Longtemps, Yossi Beilin a travaillé dans l’ombre de Shimon Peres. Avec d’autres jeunes technocrates brillants, comme Ouri Savir, il faisait partie de ceux que l’on avait surnommé en Israël les «blazers bleus», tant leur aspect BCBG (bon chic-bon genre) de jeunes cadres toujours tirés à quatre épingles détonnait dans la vie politique israélienne où, depuis l’époque des pionniers et sur le modèle de David Ben Gourion lui-même, l’uniforme de l’homme politique était plutôt la chemise ouverte que la cravate assortie aux boutons de manchettes.

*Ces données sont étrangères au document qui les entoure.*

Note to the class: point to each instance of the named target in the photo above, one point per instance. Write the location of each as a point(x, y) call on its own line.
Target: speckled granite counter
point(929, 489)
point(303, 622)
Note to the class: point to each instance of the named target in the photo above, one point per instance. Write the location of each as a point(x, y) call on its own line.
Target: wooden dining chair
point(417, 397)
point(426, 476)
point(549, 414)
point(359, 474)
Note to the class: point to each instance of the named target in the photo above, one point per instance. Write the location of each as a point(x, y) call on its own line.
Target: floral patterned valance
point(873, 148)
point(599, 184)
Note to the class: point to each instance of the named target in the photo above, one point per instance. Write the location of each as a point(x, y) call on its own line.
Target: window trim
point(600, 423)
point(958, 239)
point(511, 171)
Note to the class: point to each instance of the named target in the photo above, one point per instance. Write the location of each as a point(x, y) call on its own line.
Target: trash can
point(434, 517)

Beilin, Savir et les autres Blazers bleus n’avaient cure des remarques sur leur apparence. Ils étaient la boîte à idée de cet ex-enfant-prodige de la politique israélienne qu’était le leader travailliste Shimon Peres. Peres est lui-même brillant, mais une grande part de ses initiatives en direction des Palestiniens, dans les années 80-90 leur revient. Le grand rival de Peres, Yitzhak Rabin, qui avait la dent dure pour Shimon Peres n’était guère plus tendre envers ses protégés, tels Yossi Beilin que Rabin surnommait le «caniche de Peres».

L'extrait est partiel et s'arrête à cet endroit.